Harvard had first-and-ten at the Brown 11-yd. line when the circus began. The Crimson had reached the 11 when John MacLeod slipped there under the cover of darkness with a Larry Brown scramble-and-fire job from the 47.
Field goal range. Victory. The catbird seat. Thoughts now turned to (a) hanging on to the ball and (b) giving the kicker the best possible situation and field placement to do his thing. The offense had three plays to get the ball in the middle of the field for kicker Gary Bosnic.
Or did they? On second down Brown pitched to Polillio on the right for no gain. Not only was it a risky play to run in the darkness, but Harvard was still not in the middle of the field.
Coach Joe Restic, emotionally overcome after the game, said that his thinking about running the pitch to Polillio in that situation was "the same as our thinking when we ran him wide and he scored." Trouble was, the wide side in this instance was the left, not the right.

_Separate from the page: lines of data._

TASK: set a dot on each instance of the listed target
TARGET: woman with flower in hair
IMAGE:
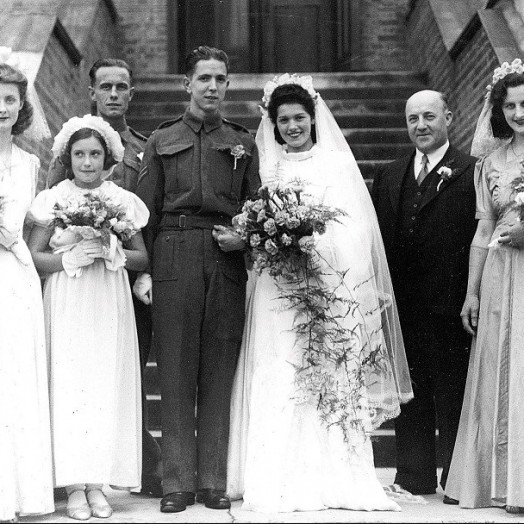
(26, 482)
(488, 459)
(86, 234)
(304, 403)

Now it was third down, and the fake field goal attempt. Nobody was surprised, except those of us who like to play percentages.
"I couldn't believe they were going to kick it," said Brown coach John Anderson afterwards. "They were on the wrong side of the field, and there was a lot of time left (1:29). I just knew a fake was coming."
Brown's pass fell short, and, as replays showed, was almost intercepted. Bosnic's kick from the right hash mark on fourth down sailed wide left.
"We gambled on the fake," Restic commented. "If Larry gets it up, we have two people wide open. These are the kind of things you have to get done if you're a good football team."
Wrong. The fact that Harvard did not convert on the fake field goal did not diminish its ability as a football team. The reality is that such a statement shows what prevents Harvard from being a better football team, and why darkness still reigns.